Hours-long waits are common in emergency rooms around the state as doctors and
nurses struggle to triage the high volume of critically ill, sick and injured
who come through their doors every day. In addition, the number of closures is
high. In 1990, there were 407 emergency rooms in the state; by 2001 there were
just 347.
This year, problems have mounted:
Los Angeles County officials were about to close two
high-volume emergency departments until a last-minute federal bailout and a
parcel tax saved them from shuttering.
Tri-City Hospital
in San Diego County is considering an expansion of
its emergency room because the number of people leaving without treatment - 1
out of every 20 — is more than double the national benchmark.

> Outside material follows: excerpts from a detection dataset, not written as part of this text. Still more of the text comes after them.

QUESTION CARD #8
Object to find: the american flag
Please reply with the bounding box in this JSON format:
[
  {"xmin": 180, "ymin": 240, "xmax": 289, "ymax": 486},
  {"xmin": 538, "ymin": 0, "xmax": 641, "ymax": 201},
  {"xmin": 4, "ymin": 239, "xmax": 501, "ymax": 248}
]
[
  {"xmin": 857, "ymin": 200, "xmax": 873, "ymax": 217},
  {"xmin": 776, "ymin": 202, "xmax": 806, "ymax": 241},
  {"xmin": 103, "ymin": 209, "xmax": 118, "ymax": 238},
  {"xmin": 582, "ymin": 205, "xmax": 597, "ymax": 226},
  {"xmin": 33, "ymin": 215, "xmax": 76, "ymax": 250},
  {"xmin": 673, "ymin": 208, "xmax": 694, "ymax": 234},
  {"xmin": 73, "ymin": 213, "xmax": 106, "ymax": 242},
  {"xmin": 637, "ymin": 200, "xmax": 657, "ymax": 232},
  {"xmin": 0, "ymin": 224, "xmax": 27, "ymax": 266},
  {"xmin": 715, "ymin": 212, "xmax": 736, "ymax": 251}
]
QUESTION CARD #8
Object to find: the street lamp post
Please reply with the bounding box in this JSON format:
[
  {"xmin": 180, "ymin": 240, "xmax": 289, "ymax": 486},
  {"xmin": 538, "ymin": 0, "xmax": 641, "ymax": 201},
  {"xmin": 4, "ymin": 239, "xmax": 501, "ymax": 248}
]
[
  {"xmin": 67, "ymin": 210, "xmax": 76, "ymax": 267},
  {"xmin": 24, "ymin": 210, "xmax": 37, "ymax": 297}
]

These fixes in Los Angeles and San Diego counties are likely temporary
because these hospitals still fill the current or future demands from their
populations.
In Merced, the closing of an emergency room at Mercy Medical
Center has been postponed
because state inspectors want to ensure that a second facility on another
campus can meet the communityís needs.
"Dramatic losses like these signal a devastating and potentially permanent
erosion of our emergency care infrastructure," said Sen. Joe Dunn,
(D-Santa Ana) a longtime supporter of increased emergency care funding.
"More closures are inevitable. Every Californian will need emergency care
at some point in his or her lifetime. And yet if this financial trend
continues, there is no guarantee that Californians will be able to see an emergency
room doctor when they most need one."